Trump's China tariffs leave room to negotiate, but investors fret

The Trump administration's tough talk on China may leave enough wiggle room to avoid an all-out trade war.

Although the plan proposes tariffs on $50 billion in Chinese imports and to limit Chinese investment in the U.S., it invites input from a wide swath of U.S. industries that have voiced opposition to the trade measures. It also includes a willingness to rely on the World Trade Organization to help mediate parts of the disputes, surprising some experts who thought Mr. Trump might go it alone. 

"Trump left enough flexibility in how that $50 billion is calculated that he has room to make some headway with China even if the U.S. ultimately does impose some tariffs," said Height Capital analyst Clayton Allen in an email. 

U.S. businesses seem happy that there's a pause, albeit brief, for them to weigh in. "It's encouraging -- we would like to participate in a process that helps educate the administration on potential downstream harms of the tariffs," said David French, the chief lobbyist for the National Retail Federation, which was among a group of 45 trade associations that is urging Mr. Trump to refrain from imposing tariffs. 

By contrast, investors are signaling a bad outcome: Stock markets tanked after Mr. Trump outlined the trade measures.

Some observers see the proposals as a way to force China to the table faster. 

"We're looking at the [proposals] as a way to get China to the table now," said Peter Donisanu, a Wells Fargo investment strategy analyst, in an interview. "We would get concerned if the tariffs started being blanket, and larger, but for now this seems to be about renegotiating trade deals."

What comes next

  • The U.S. Trade Representative will publish a "long list" of proposed tariffs within 15 days. That will be followed by a comment period. 
  • The Treasury Department will then take 60 days after the signing to submit its recommendations for a targeted list. 
  • The administration would also work through the WTO on some aspects of trade with China.

Mr. Trump is using a Cold War-era weapon to punish China: Section 301 of the U.S. Trade Act of 1974, under which he can unilaterally impose tariffs. It was meant for a world in which large swaths of global commerce were not covered by trade agreements as a way to open markets to U.S. goods, Chad Brown, a senior fellow at the Peterson Institute for International Economics wrote in a recent blog. Once the World Trade Organization began moderating global trade in 1995, use of Section 301 virtually disappeared. 

By including the WTO in its framework, the Trump administration is still working through established channels. China was admitted to the WTO in 2001.

"If they, the administration, are moving in the direction that goes through the WTO that are not tariffs, that are done with key partners like the EU and Japan, we think that's really encouraging and that's the direction the conversation should go," said Josh Kallmer, the Information Technology Industry Council's senior vice president of global policy, in an interview. 

Tit-for-tat?

The Trump administration already poked China in January with tariffs on imported solar panels. Next came steel and aluminum tariffs, prompting an outcry from trading partners and criticism that those tariffs will have only a small impact on China. The metal tariffs have since been softened by the U.S. with multiple exemptions for Canada, Mexico, South Korea, Brazil, South Korea and Germany, which account for more than half of all imports. 

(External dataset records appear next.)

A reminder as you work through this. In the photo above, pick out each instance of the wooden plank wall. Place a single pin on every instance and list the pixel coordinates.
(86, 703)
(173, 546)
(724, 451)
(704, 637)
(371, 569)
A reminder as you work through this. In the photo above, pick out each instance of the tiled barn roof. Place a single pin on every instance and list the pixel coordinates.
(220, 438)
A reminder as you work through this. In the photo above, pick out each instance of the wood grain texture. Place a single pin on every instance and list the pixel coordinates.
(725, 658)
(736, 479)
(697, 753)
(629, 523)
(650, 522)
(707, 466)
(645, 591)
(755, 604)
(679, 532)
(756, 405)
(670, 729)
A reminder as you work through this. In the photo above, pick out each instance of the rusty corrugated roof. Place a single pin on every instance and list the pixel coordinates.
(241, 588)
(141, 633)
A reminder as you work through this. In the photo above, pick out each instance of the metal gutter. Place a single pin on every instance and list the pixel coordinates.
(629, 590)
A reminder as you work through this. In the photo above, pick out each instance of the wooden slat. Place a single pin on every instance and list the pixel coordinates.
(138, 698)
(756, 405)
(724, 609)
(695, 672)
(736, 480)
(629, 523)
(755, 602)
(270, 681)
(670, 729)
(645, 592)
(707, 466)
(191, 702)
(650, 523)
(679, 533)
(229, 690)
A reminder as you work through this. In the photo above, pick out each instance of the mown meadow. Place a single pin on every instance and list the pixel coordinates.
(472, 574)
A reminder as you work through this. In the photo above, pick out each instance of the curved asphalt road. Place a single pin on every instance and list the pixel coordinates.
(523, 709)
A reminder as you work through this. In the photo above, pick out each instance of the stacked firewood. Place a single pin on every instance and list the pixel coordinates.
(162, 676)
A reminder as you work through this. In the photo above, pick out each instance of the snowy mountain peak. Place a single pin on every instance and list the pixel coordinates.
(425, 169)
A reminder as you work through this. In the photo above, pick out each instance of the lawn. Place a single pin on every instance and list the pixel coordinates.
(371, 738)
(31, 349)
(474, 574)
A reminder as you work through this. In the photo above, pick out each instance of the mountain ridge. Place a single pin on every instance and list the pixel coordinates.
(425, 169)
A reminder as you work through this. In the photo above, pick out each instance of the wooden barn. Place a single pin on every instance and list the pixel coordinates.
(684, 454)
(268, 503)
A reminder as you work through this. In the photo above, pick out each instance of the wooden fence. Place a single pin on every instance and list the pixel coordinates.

If the latest proposed tariffs appear measured compared to Mr. Trump's initial rhetoric, how far China is willing to go to defend itself is hard to predict. China typically responds to trade salvos proportionally, which economists call a tit-for-tat response. 

Chinese officials responded Thursday to the recently announced U.S. tariffs on steel and aluminum by imposing $3 billion in reciprocal tariffs on pork, fruits, nuts, wine, steel pipe and recycled aluminum. And China is already eyeing American farmers, perhaps aiming at Mr. Trump's rural base of voters in places like Iowa and Ohio.

Another concern remains how Chinese President Xi Jinping himself will respond as he consolidates power. He has shown few signs of acquiescing to U.S. pressure. 

China is America's largest trading partner, and Mr. Trump points to America's trade deficit of about $375 billion as a sign that the trade relationship is unbalanced. He has publicly called on China to shave $100 billion off that figure. 

Mr. Xi "has spent the past few years cultivating the image of a strongman, and it would be very surprising if he were not to retaliate," Ian Shepherdson, chief economist with Pantheon Macroeconomics, said in a client note. "Nothing rallies support at home more effectively than being seen to face down an external threat, even one whose actions, arguably, you have provoked."

Late Thursday, China issued a response through its U.S. embassy: "China does not want a trade war with anyone," the statement said. "But China is not afraid of, and will not recoil from, a trade war. …If a trade war were initiated by the U.S., China would fight to the end to defend its own legitimate interests with all necessary measures."

-- Irina Ivanova and The Associated Press contributed to this report.